Prime Minister Ehud Olmert is much concerned these days about governmental ethics, angry and frustrated over behavior he has condemned as "a grave breach of acceptable norms."
Not his own, of course. In this case, he's talking about the seeming flood of leaks from the current police investigations against him, including actual transcripts from the interrogations conducted with the prime minister during the past few months.
Olmert certainly has a right to be concerned about the situation, not just from a personal perspective. The leaks undermine not only these specific investigations, but the credibility of the entire law enforcement establishment and the fundamental presumption of innocence integral to the criminal justice system of any democracy.
But presumption of innocence works both ways, in this instance - that is to say, as much in the direction of the police and State Attorney's Office as it does to the targets of their investigation.
That was clearly the message Attorney-General Menahem Mazuz intended to send today when he requested that anyone who had access to the leaked material - including Olmert himself and his aide Shula Zaken, and their attorneys - be willing to voluntarily submit to polygraph testing.
The prime minister's lawyers and aides have naturally pointed the finger of blame in this matter straight at the police and State Attorney's Office, claiming their purpose is to force Olmert out of office without having to actually prove their allegations in court.
This is surely the most logical assumption, and one that has the most precedent. For example, there is the case of state prosecutor Leora Glatt-Berkowitz, who was found guilty of leaking material to the press five years ago from one of the investigations against former prime minister Ariel Sharon.
Is it plausible though, as some of Olmert's critics have now suggested, that the media received at least part of this information from sources connected to the prime minister?
What possible motive could they have for making public material that, on the face of it, only makes Olmert appear evasive and suspicious in the face of police inquiries over the money he received from Morris Talansky, or the other offenses he is alleged to have committed?
Well, considering the fact that the prime minister's public standing is already so low, it can hardly be said that the information which has appeared in the pages of Yediot Aharanot and Ma'ariv in recent days has significantly undermined it further.
In the meantime, the leaks have given Olmert's defenders grounds to attack the credibility of the entire investigative process being directed against him.
But even taking into account the fact that no criminal risk would be involved if the leaks came from the prime minister's camp, it's still far more likely to assume that their source is the police or prosecution, whose record regarding this type of behavior is indeed problematic.
Still, to simply assume that is the case - as Olmert's lawyers and aides are now doing - is exactly the assumption of guilt they are fighting against on behalf of their client.

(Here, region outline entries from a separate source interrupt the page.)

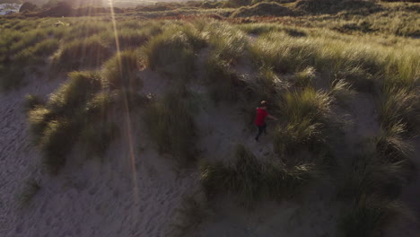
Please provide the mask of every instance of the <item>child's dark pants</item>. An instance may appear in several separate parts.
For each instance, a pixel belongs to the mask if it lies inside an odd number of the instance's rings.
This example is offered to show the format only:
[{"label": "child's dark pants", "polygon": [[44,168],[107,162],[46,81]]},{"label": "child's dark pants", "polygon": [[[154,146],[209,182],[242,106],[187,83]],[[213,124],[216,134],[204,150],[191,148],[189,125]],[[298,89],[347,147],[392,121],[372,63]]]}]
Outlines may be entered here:
[{"label": "child's dark pants", "polygon": [[259,138],[259,136],[261,136],[261,134],[264,132],[265,134],[267,134],[267,124],[264,124],[263,126],[257,126],[258,127],[258,134],[257,135],[257,136],[255,137],[255,139],[258,141],[258,138]]}]

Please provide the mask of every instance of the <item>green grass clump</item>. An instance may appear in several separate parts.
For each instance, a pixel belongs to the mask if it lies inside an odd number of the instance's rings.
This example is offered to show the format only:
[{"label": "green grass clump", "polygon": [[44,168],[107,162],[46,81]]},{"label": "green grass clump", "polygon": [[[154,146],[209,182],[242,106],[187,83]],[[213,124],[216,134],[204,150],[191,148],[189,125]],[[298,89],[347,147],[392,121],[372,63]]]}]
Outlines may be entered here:
[{"label": "green grass clump", "polygon": [[[87,130],[83,134],[84,143],[90,145],[87,149],[98,155],[113,137],[108,127],[94,127],[101,124],[98,120],[106,119],[106,110],[114,101],[112,95],[101,92],[100,74],[72,72],[69,77],[45,105],[34,106],[28,112],[30,129],[43,154],[42,162],[53,174],[65,165],[67,154],[83,130]],[[89,136],[92,127],[100,137]]]},{"label": "green grass clump", "polygon": [[47,102],[56,115],[77,115],[88,98],[101,88],[99,73],[72,72],[68,76],[70,80],[52,93]]},{"label": "green grass clump", "polygon": [[108,92],[96,93],[86,102],[83,109],[84,119],[94,122],[95,119],[105,119],[107,112],[114,105],[117,94]]},{"label": "green grass clump", "polygon": [[23,189],[17,194],[19,205],[22,207],[28,206],[40,189],[41,187],[35,180],[27,180]]},{"label": "green grass clump", "polygon": [[138,51],[118,53],[104,65],[104,83],[110,89],[138,89],[142,85],[138,75],[139,64]]},{"label": "green grass clump", "polygon": [[194,72],[195,50],[202,46],[197,31],[174,27],[152,38],[143,47],[143,52],[152,70],[175,79],[188,79]]},{"label": "green grass clump", "polygon": [[394,124],[381,129],[376,138],[376,148],[384,161],[388,162],[407,162],[413,154],[413,147],[403,139],[406,132],[403,124]]},{"label": "green grass clump", "polygon": [[88,157],[103,157],[110,143],[117,136],[117,125],[113,123],[100,123],[86,127],[80,135]]},{"label": "green grass clump", "polygon": [[54,57],[53,66],[58,71],[71,71],[100,66],[110,56],[101,38],[92,36],[66,44]]},{"label": "green grass clump", "polygon": [[23,103],[25,111],[30,111],[40,105],[44,105],[44,101],[40,97],[33,94],[27,94],[25,96],[25,101]]},{"label": "green grass clump", "polygon": [[328,144],[328,131],[337,122],[331,110],[332,101],[328,93],[311,87],[286,92],[280,106],[286,126],[278,127],[275,134],[276,152],[284,155],[302,147],[311,151],[325,147]]},{"label": "green grass clump", "polygon": [[263,198],[281,200],[292,198],[318,175],[311,163],[286,167],[279,160],[264,162],[240,145],[230,165],[204,162],[201,182],[209,198],[232,193],[240,204],[252,207]]},{"label": "green grass clump", "polygon": [[313,78],[315,77],[315,69],[307,67],[303,71],[294,74],[293,83],[299,87],[311,86]]},{"label": "green grass clump", "polygon": [[153,102],[144,114],[149,135],[160,152],[171,154],[181,165],[196,161],[196,125],[191,113],[182,94],[170,92]]},{"label": "green grass clump", "polygon": [[395,124],[404,124],[407,129],[417,131],[420,125],[419,94],[418,88],[384,88],[380,108],[381,126],[387,129]]},{"label": "green grass clump", "polygon": [[66,156],[78,138],[78,127],[74,121],[66,118],[48,121],[39,140],[43,154],[42,162],[47,170],[57,174],[65,163]]},{"label": "green grass clump", "polygon": [[363,197],[341,219],[343,236],[381,236],[382,229],[404,212],[403,206],[396,201]]},{"label": "green grass clump", "polygon": [[205,64],[205,80],[209,86],[210,97],[216,102],[235,101],[244,85],[229,64],[219,55],[211,54]]},{"label": "green grass clump", "polygon": [[227,22],[210,22],[203,31],[208,35],[212,51],[227,61],[241,57],[249,44],[244,32]]}]

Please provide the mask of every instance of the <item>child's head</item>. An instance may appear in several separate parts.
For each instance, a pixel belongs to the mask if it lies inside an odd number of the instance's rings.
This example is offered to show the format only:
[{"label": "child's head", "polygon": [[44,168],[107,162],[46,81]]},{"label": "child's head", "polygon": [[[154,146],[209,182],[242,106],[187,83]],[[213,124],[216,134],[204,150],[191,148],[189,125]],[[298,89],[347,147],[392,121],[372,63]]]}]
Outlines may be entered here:
[{"label": "child's head", "polygon": [[262,101],[261,103],[259,104],[259,107],[267,110],[268,108],[268,103],[266,101]]}]

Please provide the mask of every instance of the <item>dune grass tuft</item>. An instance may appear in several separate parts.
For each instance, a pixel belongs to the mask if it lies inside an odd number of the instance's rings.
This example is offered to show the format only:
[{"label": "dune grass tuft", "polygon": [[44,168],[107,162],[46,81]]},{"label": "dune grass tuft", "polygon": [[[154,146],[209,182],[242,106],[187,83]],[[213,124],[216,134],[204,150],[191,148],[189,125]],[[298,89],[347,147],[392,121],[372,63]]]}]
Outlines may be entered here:
[{"label": "dune grass tuft", "polygon": [[[106,119],[106,110],[114,98],[109,92],[101,92],[101,88],[99,73],[72,72],[69,80],[50,95],[45,105],[29,110],[31,131],[50,173],[57,174],[65,165],[81,135],[92,155],[101,155],[109,144],[115,129],[98,127],[101,124],[98,120]],[[100,136],[92,136],[94,132]]]},{"label": "dune grass tuft", "polygon": [[26,180],[22,189],[17,194],[21,207],[28,206],[40,189],[41,187],[37,180],[33,179]]},{"label": "dune grass tuft", "polygon": [[204,40],[197,31],[174,27],[152,38],[143,47],[143,53],[152,70],[175,79],[188,79],[194,71],[195,50],[203,45]]},{"label": "dune grass tuft", "polygon": [[363,197],[343,216],[340,229],[345,237],[381,236],[384,226],[404,212],[405,207],[396,201]]},{"label": "dune grass tuft", "polygon": [[418,131],[420,125],[419,89],[385,87],[381,93],[380,120],[385,129],[403,124],[410,131]]},{"label": "dune grass tuft", "polygon": [[263,198],[293,197],[319,175],[318,167],[311,163],[286,167],[279,160],[259,161],[242,145],[238,145],[234,156],[230,165],[201,163],[201,182],[209,199],[232,193],[240,204],[251,208]]},{"label": "dune grass tuft", "polygon": [[138,51],[124,51],[115,55],[104,65],[104,84],[110,89],[138,89],[142,85],[138,75],[139,64]]},{"label": "dune grass tuft", "polygon": [[337,118],[331,110],[333,99],[328,93],[307,87],[288,92],[280,108],[286,120],[275,134],[275,149],[280,155],[293,154],[306,147],[319,151],[328,143],[328,132]]},{"label": "dune grass tuft", "polygon": [[169,92],[147,108],[144,122],[160,152],[180,165],[196,162],[196,125],[188,103],[179,92]]},{"label": "dune grass tuft", "polygon": [[98,36],[75,40],[66,44],[53,60],[53,67],[58,71],[88,69],[100,66],[110,51]]},{"label": "dune grass tuft", "polygon": [[25,101],[23,102],[23,108],[25,111],[30,111],[33,109],[35,109],[38,106],[44,105],[45,102],[44,101],[37,95],[33,94],[27,94],[25,96]]}]

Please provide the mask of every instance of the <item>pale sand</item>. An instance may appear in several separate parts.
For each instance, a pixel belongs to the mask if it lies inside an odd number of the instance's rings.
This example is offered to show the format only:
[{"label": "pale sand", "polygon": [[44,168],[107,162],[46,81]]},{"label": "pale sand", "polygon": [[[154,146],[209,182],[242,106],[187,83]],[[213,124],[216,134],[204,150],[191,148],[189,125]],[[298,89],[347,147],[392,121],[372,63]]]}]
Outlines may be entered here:
[{"label": "pale sand", "polygon": [[[153,72],[144,75],[144,92],[160,94],[171,88]],[[199,189],[197,171],[178,172],[171,157],[157,154],[139,116],[130,115],[128,129],[127,113],[116,110],[122,132],[102,162],[86,160],[75,147],[60,174],[48,175],[40,167],[39,153],[31,143],[22,103],[27,93],[47,97],[64,81],[29,81],[18,91],[0,94],[0,236],[174,236],[173,224],[179,221],[177,209],[184,197]],[[362,97],[352,107],[357,124],[352,132],[358,136],[372,136],[379,128],[372,118],[375,112],[369,99]],[[360,103],[363,110],[357,106]],[[246,145],[262,159],[272,154],[269,136],[255,143],[254,127],[243,122],[237,109],[234,105],[214,108],[205,101],[199,103],[196,118],[202,158],[226,159],[237,143]],[[416,147],[420,147],[418,140]],[[31,206],[22,208],[16,194],[30,178],[38,180],[41,189]],[[407,187],[404,196],[417,216],[418,180]],[[301,199],[265,202],[253,212],[226,198],[216,203],[214,214],[188,236],[337,236],[343,204],[334,202],[333,194],[332,181],[324,179]],[[399,229],[405,230],[405,237],[419,236],[416,224],[396,224],[390,229],[389,236],[401,236],[396,231]]]}]

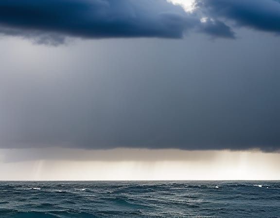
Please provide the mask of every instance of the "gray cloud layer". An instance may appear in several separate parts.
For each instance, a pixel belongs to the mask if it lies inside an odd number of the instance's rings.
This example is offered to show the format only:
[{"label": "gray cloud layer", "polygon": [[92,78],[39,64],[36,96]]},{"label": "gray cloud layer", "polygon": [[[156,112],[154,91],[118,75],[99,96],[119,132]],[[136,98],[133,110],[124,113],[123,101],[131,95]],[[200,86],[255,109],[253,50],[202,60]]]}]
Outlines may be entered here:
[{"label": "gray cloud layer", "polygon": [[279,46],[255,37],[101,40],[3,60],[1,146],[278,150]]},{"label": "gray cloud layer", "polygon": [[[234,38],[226,24],[232,22],[279,32],[280,4],[274,0],[197,3],[190,15],[161,0],[2,0],[0,23],[3,33],[57,43],[64,35],[180,38],[191,27]],[[1,146],[279,150],[279,54],[260,44],[267,38],[220,40],[197,56],[202,49],[183,48],[187,41],[108,41],[109,52],[100,61],[84,48],[62,69],[55,61],[67,59],[65,54],[48,61],[56,53],[42,57],[43,64],[34,60],[36,53],[30,66],[19,67],[27,58],[14,60],[19,49],[7,69],[9,60],[1,64]],[[101,55],[95,47],[90,51]]]}]

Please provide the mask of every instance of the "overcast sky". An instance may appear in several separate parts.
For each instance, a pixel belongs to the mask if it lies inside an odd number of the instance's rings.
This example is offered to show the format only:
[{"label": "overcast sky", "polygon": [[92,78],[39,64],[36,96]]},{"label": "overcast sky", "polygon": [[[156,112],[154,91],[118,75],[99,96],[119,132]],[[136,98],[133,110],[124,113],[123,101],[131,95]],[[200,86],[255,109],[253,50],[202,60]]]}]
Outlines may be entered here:
[{"label": "overcast sky", "polygon": [[280,33],[277,0],[1,0],[0,147],[279,155]]}]

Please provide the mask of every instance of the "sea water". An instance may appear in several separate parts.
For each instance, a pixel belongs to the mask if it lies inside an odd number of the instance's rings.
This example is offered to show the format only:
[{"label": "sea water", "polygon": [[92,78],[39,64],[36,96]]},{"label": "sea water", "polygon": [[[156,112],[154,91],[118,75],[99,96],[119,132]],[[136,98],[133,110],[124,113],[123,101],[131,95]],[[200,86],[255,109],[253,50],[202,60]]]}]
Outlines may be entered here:
[{"label": "sea water", "polygon": [[2,182],[0,218],[280,218],[280,182]]}]

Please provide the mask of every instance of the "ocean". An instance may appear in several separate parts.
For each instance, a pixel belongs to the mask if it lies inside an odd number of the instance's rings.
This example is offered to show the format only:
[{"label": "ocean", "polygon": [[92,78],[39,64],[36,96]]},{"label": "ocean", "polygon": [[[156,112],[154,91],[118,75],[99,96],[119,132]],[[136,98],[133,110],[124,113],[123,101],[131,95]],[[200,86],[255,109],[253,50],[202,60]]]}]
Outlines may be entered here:
[{"label": "ocean", "polygon": [[0,218],[280,218],[280,182],[1,182]]}]

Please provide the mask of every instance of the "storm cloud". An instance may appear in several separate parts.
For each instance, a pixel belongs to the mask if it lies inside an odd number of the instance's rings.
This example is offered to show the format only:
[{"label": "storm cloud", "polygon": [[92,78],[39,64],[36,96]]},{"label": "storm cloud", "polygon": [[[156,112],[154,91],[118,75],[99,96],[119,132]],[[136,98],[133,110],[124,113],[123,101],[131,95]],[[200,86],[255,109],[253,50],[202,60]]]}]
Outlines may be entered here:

And even if specific laws have not been broken, the prime minister is right to decry a "breach of acceptable norms."
Unfortunately, even those actions that he has already admitted to doing in the Talansky affair can easily be said to also fall in within that definition, yet Olmert continues to insist that nothing short of a formal indictment constitutes grounds for himself being on the receiving end of similar condemnation.
Leaks are a part of the normal interaction between government and media, and during his own political career Olmert was known for being the type of politician all too happy to serve as a backdoor source for certain journalists to sometimes receive information of a sensitive nature.
That's a different order of things, of course, than leaking material from an active criminal investigation, and the attorney-general is thoroughly justified in pursuing this matter vigorously.
If the prime minister is sincerely outraged by this issue - and not just because of his personal interests, but the larger ethical issues involved - then he should have no trouble readily agreeing to submit himself, and his lawyers and aides, to Mazuz's request for polygraph testing.
And if not, that would be just another reminder that Olmert's political troubles are not the result of these leaks, but the self-inflicted damage he has already done to the sinking ship of state his government has become.